= William Cooper (Puritan) =

William Cooper (fl. 1653) was an English clergyman of Puritan views, chaplain to Elizabeth Stuart, Queen of Bohemia, participant in the Savoy Conference, and ejected minister.

==Life==
He matriculated at Emmanuel College, Cambridge in 1628, graduating B.A, in 1632 and M.A. in 1635.

In 1640 he was appointed minister to the English church at Nijmegen. He married the daughter of the Dutch painter John Le Maire, who was in favour with William Laud, and so obtained the living of Ringmer in Sussex in 1641. Not in fact a Laudian, he showed himself a Puritan. From 1644 to 1648 he was chaplain to Elizabeth Stuart, Queen of Bohemia, and resided in her household at The Hague, where he replaced Sampson Johnson. This was a deal under which she would receive again an English pension, but was required to dismiss Johnson and take on Cooper, who had the approval of the Long Parliament. After her brother's execution in 1649 there was no further question of her accepting Parliament's nominee, and she appointed William Stamp around 1650, and then George Morley.

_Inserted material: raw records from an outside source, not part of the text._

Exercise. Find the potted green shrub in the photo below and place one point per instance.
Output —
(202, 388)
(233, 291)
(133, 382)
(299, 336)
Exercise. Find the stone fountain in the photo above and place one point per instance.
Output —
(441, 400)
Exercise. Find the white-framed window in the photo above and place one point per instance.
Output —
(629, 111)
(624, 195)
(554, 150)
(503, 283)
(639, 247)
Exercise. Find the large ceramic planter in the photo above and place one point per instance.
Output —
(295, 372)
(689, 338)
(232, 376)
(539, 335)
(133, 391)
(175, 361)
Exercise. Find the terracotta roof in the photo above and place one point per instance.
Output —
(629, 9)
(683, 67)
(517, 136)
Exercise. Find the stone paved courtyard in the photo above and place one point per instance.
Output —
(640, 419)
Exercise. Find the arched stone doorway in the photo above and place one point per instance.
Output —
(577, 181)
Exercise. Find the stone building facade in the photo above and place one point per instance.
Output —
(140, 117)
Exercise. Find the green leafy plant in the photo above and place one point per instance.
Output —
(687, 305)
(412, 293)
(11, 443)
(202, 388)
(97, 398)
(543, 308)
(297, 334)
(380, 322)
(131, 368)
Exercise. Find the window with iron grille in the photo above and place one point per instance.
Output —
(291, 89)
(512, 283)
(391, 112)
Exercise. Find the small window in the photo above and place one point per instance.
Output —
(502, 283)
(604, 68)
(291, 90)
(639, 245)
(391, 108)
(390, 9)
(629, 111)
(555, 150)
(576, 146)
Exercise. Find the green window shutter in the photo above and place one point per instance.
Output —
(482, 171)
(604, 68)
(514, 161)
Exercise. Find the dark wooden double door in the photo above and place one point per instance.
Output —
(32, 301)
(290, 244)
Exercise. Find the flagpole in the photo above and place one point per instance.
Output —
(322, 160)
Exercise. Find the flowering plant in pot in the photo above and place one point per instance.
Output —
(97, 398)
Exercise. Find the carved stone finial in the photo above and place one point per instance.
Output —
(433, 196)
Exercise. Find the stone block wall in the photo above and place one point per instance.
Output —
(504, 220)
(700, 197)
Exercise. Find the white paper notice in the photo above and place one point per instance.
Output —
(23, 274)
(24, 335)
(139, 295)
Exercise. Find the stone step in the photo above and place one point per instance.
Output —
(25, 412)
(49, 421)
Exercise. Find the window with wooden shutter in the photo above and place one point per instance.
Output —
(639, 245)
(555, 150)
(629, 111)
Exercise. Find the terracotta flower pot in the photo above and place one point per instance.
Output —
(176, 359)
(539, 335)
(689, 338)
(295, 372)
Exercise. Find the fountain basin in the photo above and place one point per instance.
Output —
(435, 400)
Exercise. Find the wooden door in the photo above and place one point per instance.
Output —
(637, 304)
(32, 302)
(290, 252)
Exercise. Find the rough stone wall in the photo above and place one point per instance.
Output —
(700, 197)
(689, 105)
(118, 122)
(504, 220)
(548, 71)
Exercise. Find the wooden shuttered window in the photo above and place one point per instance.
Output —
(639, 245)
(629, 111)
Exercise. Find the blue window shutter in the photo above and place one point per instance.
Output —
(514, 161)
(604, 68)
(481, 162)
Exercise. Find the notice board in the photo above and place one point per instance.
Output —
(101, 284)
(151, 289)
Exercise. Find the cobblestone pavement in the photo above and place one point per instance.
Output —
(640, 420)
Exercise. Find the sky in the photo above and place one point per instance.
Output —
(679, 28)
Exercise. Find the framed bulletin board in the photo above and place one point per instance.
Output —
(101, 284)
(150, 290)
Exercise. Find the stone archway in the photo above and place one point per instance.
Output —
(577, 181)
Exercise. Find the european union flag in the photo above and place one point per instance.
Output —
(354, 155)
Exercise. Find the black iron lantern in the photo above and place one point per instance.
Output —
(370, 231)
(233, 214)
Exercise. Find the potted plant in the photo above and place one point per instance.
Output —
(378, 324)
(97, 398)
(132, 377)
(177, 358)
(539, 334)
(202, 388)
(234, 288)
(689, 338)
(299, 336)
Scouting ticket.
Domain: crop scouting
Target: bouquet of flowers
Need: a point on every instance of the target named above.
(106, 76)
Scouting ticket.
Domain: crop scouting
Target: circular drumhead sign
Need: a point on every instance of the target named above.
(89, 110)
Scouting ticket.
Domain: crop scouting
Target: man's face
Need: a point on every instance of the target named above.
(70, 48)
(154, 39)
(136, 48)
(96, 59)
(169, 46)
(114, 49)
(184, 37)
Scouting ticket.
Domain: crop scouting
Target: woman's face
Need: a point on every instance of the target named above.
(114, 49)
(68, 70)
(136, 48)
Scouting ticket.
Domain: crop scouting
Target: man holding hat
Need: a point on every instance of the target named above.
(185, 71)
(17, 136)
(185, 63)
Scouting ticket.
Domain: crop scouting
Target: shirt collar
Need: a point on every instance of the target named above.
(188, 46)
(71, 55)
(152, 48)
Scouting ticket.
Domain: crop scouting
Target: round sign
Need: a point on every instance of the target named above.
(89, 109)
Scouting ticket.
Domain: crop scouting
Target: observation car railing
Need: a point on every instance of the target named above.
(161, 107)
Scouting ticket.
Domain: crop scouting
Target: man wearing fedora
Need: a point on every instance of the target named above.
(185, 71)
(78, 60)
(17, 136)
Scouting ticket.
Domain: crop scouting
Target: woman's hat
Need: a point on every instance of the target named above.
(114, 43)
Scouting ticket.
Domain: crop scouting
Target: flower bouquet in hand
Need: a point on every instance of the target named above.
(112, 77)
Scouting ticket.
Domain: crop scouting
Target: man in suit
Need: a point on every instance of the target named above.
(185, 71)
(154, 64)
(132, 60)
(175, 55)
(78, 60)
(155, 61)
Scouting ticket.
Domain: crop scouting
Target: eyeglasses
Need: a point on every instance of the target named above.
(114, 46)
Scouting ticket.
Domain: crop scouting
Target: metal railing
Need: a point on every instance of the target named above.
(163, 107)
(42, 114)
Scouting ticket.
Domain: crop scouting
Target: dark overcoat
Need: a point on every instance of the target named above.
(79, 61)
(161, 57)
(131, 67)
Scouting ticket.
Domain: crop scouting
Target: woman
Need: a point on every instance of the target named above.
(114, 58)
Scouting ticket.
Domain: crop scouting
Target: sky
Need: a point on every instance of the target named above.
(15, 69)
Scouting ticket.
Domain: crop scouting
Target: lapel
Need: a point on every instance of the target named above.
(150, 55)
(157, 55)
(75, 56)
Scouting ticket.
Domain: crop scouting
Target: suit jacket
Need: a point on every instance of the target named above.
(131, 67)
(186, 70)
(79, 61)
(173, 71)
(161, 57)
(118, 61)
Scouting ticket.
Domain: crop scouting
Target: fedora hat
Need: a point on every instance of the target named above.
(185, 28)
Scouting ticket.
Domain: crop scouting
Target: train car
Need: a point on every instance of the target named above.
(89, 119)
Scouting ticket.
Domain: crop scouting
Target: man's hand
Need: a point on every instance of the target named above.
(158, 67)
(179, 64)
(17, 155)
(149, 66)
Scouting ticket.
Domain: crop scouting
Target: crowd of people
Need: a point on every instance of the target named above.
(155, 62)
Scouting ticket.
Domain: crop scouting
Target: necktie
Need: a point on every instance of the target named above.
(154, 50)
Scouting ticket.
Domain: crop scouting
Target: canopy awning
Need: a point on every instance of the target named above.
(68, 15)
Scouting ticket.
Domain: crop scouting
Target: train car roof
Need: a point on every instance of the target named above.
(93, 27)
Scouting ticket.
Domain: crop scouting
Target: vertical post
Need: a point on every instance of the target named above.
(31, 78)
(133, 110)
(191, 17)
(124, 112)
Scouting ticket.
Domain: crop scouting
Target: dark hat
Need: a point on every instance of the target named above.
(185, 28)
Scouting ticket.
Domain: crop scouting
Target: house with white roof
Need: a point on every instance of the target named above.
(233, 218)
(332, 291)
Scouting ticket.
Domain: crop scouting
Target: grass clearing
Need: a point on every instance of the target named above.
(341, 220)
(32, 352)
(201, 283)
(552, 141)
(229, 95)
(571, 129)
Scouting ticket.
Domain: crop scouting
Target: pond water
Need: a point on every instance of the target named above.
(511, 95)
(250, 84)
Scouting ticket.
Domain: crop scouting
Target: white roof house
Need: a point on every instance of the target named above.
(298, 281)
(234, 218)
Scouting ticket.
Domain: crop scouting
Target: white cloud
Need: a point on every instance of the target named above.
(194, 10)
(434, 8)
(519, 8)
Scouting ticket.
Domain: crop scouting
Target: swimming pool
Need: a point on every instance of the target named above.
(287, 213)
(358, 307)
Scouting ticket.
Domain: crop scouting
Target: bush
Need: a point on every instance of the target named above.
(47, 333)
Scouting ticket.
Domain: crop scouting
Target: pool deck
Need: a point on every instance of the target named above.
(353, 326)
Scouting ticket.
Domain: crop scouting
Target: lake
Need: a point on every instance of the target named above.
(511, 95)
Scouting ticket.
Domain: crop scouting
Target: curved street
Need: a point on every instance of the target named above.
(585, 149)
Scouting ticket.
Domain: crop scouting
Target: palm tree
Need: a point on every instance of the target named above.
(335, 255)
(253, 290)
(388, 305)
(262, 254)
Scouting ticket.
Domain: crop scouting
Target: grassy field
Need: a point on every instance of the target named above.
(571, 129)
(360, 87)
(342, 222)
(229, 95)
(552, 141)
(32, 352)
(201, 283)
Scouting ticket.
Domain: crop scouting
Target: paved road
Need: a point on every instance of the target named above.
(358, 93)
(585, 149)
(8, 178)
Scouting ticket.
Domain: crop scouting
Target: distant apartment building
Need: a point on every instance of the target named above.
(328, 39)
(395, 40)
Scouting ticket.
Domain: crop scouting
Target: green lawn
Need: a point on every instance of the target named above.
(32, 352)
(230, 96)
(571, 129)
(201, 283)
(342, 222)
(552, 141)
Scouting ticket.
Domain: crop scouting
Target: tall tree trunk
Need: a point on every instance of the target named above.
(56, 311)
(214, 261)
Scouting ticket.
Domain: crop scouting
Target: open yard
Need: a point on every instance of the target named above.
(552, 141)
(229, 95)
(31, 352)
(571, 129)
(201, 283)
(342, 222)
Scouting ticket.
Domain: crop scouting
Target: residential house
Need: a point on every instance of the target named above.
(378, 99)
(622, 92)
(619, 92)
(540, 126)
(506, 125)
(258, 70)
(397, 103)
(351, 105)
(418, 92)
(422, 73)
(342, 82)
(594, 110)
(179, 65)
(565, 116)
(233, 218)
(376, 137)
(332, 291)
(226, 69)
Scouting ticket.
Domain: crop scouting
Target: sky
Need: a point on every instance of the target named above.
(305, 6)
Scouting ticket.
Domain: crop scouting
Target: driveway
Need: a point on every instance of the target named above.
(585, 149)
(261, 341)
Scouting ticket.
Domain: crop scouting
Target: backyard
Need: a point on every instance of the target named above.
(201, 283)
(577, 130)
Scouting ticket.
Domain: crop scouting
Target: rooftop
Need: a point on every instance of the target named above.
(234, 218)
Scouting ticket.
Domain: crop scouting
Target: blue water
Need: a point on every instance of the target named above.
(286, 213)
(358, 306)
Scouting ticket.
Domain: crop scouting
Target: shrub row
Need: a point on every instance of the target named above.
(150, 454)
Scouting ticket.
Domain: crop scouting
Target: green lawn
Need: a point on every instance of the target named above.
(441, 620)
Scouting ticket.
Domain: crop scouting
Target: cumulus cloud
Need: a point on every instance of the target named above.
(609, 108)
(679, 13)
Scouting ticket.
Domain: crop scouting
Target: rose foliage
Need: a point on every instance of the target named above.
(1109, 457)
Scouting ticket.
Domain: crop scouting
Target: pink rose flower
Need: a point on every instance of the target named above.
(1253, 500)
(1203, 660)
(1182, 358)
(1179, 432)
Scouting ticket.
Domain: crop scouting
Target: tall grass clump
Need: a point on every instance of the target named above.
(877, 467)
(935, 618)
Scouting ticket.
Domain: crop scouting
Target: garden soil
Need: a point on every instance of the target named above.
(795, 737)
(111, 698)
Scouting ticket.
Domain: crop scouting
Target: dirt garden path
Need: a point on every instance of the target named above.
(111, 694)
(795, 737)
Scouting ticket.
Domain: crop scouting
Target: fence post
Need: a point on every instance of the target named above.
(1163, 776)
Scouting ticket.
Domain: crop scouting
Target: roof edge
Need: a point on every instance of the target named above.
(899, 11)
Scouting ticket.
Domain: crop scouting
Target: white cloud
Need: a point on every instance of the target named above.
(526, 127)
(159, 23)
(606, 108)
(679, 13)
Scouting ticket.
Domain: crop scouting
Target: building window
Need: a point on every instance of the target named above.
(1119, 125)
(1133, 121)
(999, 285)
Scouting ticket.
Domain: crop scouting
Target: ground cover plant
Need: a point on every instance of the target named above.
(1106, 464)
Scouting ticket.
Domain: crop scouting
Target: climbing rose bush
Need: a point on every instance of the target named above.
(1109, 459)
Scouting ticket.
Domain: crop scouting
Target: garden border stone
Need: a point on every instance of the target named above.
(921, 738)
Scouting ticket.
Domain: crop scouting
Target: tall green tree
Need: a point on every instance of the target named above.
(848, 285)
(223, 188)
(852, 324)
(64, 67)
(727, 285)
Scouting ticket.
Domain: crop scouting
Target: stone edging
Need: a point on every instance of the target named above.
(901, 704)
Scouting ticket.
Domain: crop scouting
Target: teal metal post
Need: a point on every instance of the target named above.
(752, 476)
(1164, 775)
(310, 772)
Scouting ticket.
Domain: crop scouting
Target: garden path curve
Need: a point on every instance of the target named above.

In 1653 he was appointed to examine candidates for the ministry. He was ejected from St Olave's Church in the parish of Southwark St Olave, in 1662, where he had worked in tandem with Ralph Venning, and in 1681 was confined in the crown office. He was alive in 1683.

==Works==
He published several sermons, some of them edited by Samuel Annesley in his Morning Exercises at Cripplegate, and he wrote the annotations on the Book of Daniel in Matthew Poole's Commentary.